Sometimes, a cloud vendor enables a giant leap forward in infrastructure management. I’m going to overview just such an advance in this post. AWS has introduced a new way to backup, copy and/or migrate encrypted AWS EC2 instances AMIs between regions.
There have been a series of long-standing challenges when using Amazon Machine Images (AMIs) for disaster recovery, application recovery and failover. It’s been hard to manage AMI creation on a schedule (you had to roll your own), make sure that old AMIs are deleted and, above all, it took an amazing amount of work to copy encrypted AMI snapshots across multiple regions.
Suddenly, these problems have melted away due to two (relatively) new functionality announcements from AWS. If you combine the newly announced Key Management Service (KMS) multi-region key support with the enhanced EC2 Data Lifecycle Manager (DLM) support for EBS-backed AMIs, your life will be better. Trust me.
Let’s take a quick look at both of these, starting with multi-region KMS keys.

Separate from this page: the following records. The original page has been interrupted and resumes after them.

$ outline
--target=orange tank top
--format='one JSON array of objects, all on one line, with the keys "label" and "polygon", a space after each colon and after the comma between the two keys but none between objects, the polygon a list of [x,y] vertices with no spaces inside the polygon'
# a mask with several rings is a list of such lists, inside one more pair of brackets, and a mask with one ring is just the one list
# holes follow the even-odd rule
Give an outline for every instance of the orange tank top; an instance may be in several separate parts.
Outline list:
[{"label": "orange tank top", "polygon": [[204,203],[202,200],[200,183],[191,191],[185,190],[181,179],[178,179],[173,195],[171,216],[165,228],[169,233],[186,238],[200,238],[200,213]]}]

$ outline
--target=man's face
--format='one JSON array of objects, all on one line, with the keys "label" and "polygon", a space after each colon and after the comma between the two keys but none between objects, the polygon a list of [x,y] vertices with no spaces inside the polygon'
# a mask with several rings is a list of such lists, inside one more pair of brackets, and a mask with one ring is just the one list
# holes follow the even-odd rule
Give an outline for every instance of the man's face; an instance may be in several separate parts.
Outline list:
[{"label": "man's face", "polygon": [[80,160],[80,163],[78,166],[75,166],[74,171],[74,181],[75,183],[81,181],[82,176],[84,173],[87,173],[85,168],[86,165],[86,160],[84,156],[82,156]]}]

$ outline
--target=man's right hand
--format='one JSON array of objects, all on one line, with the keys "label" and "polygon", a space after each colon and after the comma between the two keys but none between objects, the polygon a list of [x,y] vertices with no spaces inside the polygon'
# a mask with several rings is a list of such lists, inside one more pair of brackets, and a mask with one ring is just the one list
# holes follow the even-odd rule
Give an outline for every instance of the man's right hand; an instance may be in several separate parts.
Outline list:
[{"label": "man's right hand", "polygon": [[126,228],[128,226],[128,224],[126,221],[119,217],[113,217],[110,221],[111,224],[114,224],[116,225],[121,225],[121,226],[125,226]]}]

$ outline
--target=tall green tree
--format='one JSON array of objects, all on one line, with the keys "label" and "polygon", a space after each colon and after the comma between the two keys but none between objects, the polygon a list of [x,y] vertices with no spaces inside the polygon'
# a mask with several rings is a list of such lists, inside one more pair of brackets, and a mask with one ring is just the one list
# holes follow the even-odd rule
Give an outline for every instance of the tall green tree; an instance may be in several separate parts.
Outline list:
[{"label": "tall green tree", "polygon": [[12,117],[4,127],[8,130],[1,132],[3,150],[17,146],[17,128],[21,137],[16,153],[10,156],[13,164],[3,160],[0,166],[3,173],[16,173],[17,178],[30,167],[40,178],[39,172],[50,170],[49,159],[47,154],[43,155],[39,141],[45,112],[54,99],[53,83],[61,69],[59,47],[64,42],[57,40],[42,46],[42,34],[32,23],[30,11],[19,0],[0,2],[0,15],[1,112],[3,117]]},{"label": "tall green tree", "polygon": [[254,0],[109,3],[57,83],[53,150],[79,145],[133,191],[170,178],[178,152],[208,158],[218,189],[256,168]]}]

KMS customer-managed keys (CMK) typically live in a specific AWS region. Now, when defining a new CMK you can specify that it can be replicated to one or more additional regions. All the usual attributes of a KMS key are available, for example IAM policies for administration and usage. But what’s really impressive is that when creating the multi-region key, you can create a key alias that will be the same in all the regions the key is replicated to. The first screenshot below shows where to create a multi-region key in the AWS console; the second shows the new
mrk- resource ID for multi-region keys as well as its alias(es).
A KMS multi-region customer managed key is almost magic. Consider all the things AWS KMS does for you with a multi-region CMK. You can:
- Use the same alias in multiple regions to refer to the key. This means your CloudFormation templates don’t have to use different ARNs to refer to the key.
- Rotate the key from the primary replica on a schedule and AWS will ensure that all the replicas have the new key before switching to the new key. AWS also keeps all previous versions of the key, in case you need them for playback decryption.
- Add as many regions as you like.
Before multi-region KMS keys, if you needed to move anything encrypted with a CMK to another region you had to decrypt it in the sending region, transmit it unencrypted and re-encrypt the data in the new region with a new key. It’s obvious how a multi-region key makes this process far better than before.
Check out the “regionality” settings of the KMS multi-region CMK shown below. The first screenshot shows the primary key, in this case in
us-east-1. The second screenshot shows the replicated key in
us-west-1. Note that only the region name in the ARN differs.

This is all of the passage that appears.